0 to Life-Changing App: Viewing Images with Python 3 and OpenSlide

500 Images at around 7GB each. That's a lot of data.

Not sure what I am referring to? Let me fill you in.

Not too long ago I was assigned the project of my dreams here at IBM's Spark Technology Center: create a super life-changing application that incorporates Apache Spark and Apache SystemML. If you've been following along, you'll know that I am barely a year into my data science career and between my internship here at the STC and my masters degree at UC Berkeley, I have met with a steep learning curve. Because of this, I've decided to blog about every step along the way! That way every data enthusiast and fellow data scientist can follow along and build their own life-changing app. (After all, we might as well crowd source saving the world.)

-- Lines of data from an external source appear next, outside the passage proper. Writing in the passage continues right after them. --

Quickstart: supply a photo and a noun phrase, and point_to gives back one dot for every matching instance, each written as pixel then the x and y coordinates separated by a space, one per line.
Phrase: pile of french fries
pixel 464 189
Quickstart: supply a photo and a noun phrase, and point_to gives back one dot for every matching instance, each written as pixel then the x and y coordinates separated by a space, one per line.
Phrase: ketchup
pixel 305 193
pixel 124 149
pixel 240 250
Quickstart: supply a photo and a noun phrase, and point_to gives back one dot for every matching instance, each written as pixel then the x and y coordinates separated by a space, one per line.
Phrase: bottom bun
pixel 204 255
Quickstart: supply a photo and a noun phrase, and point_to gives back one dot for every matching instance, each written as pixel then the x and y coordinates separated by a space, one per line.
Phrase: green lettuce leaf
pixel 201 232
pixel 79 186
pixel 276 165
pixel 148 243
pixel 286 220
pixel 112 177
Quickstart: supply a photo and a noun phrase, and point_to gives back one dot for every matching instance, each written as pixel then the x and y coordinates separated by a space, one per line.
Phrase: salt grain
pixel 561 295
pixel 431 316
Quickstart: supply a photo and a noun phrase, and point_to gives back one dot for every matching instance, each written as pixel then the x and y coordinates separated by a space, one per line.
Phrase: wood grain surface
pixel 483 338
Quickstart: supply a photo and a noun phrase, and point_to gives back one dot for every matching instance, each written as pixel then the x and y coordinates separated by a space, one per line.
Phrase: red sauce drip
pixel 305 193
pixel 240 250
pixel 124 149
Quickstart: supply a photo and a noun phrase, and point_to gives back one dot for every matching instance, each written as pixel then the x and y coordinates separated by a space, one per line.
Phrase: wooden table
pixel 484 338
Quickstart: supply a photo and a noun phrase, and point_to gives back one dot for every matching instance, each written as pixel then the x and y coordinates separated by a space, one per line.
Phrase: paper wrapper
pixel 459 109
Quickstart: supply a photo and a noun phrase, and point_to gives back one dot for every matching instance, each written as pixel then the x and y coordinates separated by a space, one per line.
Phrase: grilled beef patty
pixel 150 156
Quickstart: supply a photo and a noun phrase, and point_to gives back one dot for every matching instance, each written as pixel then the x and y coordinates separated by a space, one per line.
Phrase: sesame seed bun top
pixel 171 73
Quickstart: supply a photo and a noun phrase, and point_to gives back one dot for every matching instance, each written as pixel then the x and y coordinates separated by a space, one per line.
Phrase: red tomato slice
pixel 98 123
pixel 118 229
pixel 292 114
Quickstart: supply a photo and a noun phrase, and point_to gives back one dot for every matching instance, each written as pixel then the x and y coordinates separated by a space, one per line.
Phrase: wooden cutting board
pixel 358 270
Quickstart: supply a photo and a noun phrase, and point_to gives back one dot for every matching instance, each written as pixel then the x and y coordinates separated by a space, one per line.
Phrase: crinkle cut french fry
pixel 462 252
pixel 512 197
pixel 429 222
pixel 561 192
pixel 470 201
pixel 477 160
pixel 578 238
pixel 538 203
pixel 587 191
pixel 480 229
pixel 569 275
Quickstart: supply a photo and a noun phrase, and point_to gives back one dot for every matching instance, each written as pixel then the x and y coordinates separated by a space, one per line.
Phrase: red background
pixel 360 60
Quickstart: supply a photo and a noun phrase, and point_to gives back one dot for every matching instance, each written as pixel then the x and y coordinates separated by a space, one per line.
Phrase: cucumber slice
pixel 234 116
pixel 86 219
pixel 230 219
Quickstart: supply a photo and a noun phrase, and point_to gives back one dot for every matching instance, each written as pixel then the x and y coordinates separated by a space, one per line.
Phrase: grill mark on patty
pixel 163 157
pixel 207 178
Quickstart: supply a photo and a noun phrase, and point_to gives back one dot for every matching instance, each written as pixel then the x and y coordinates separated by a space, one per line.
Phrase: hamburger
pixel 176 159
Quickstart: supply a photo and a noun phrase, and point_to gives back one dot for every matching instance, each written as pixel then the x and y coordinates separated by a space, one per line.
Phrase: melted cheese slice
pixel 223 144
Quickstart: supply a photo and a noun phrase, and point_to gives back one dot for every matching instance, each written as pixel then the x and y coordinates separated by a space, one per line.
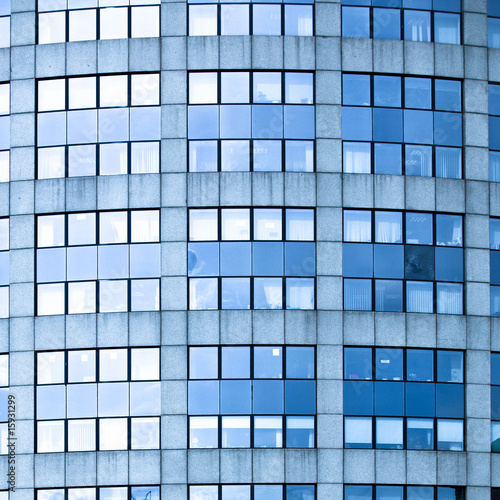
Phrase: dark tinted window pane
pixel 419 365
pixel 417 25
pixel 235 397
pixel 447 129
pixel 495 368
pixel 448 95
pixel 389 261
pixel 357 295
pixel 267 259
pixel 418 126
pixel 357 124
pixel 358 493
pixel 387 89
pixel 357 363
pixel 449 230
pixel 420 399
pixel 203 398
pixel 449 401
pixel 389 364
pixel 358 398
pixel 299 362
pixel 420 436
pixel 300 259
pixel 419 228
pixel 300 397
pixel 299 122
pixel 268 397
pixel 418 160
pixel 203 259
pixel 300 492
pixel 388 159
pixel 450 366
pixel 356 22
pixel 268 362
pixel 419 262
pixel 495 403
pixel 449 264
pixel 235 259
pixel 389 398
pixel 235 362
pixel 447 5
pixel 418 93
pixel 445 493
pixel 387 125
pixel 357 260
pixel 387 24
pixel 494 99
pixel 356 90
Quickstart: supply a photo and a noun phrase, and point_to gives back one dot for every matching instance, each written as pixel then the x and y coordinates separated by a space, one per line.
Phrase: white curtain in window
pixel 390 431
pixel 300 293
pixel 357 157
pixel 145 158
pixel 419 296
pixel 81 435
pixel 449 298
pixel 451 431
pixel 448 163
pixel 357 226
pixel 358 430
pixel 495 166
pixel 357 295
pixel 300 225
pixel 446 28
pixel 388 227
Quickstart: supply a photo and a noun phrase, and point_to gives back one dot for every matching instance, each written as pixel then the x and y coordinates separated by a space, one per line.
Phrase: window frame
pixel 250 103
pixel 96 419
pixel 129 244
pixel 403 244
pixel 97 144
pixel 404 381
pixel 251 240
pixel 433 110
pixel 251 378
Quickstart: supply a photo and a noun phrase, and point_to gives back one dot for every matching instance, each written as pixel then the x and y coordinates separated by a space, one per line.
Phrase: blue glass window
pixel 404 408
pixel 255 389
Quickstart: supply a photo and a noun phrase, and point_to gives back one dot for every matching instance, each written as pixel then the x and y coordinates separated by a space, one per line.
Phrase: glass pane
pixel 420 435
pixel 81 366
pixel 203 362
pixel 113 23
pixel 267 20
pixel 203 432
pixel 145 22
pixel 113 434
pixel 202 20
pixel 235 362
pixel 112 364
pixel 235 432
pixel 234 19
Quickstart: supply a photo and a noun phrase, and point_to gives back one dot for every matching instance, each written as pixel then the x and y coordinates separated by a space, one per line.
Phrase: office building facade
pixel 250 250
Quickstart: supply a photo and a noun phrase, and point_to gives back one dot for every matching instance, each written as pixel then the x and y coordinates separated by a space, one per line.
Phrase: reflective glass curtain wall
pixel 415 20
pixel 98 125
pixel 259 258
pixel 252 397
pixel 403 261
pixel 402 125
pixel 259 121
pixel 257 18
pixel 79 20
pixel 403 399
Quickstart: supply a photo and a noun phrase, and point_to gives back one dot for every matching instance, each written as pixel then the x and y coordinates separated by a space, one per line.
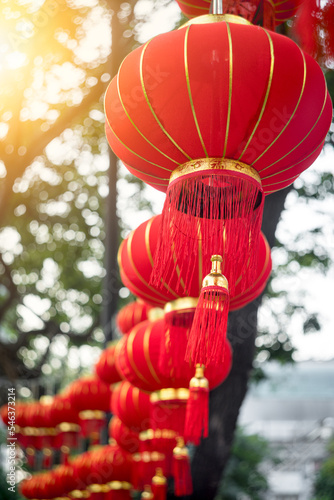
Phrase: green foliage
pixel 243 474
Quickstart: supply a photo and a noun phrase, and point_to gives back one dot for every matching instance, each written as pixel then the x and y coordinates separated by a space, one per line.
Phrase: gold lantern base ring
pixel 218 165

My last blog post was a tutorial on how to use the new SystemML API on the Spark Shell, but before that, I looked at the frustrating step of finding big, open data. On this quest for delightful data, my team and I came across a breast cancer research competition that was an ideal use case for SystemML and Spark. I mean, it was BIG data, life-changing, and interesting. What's not to love? Let me elaborate. After entering the competition, we were given 500 digital images of breast cancer tissue on medical slides, taken from a microscope. Considering that these images are huge slides (apx 7GB each) with 20-40x zoom, with 50,000 pixels to 100,000 pixels in both directions, we can safely say we are dealing with really big data! Because of the size, it is an excellent challenge for Apache Spark and Apache SystemML and our goal will be to develop an automatic way, or a SystemML solution, to determine the grade of cancer in any given tissue image. In order to solve this problem, we will need to use deep learning and neural networks, but first, we have to clean up our data. That's what this blog is for!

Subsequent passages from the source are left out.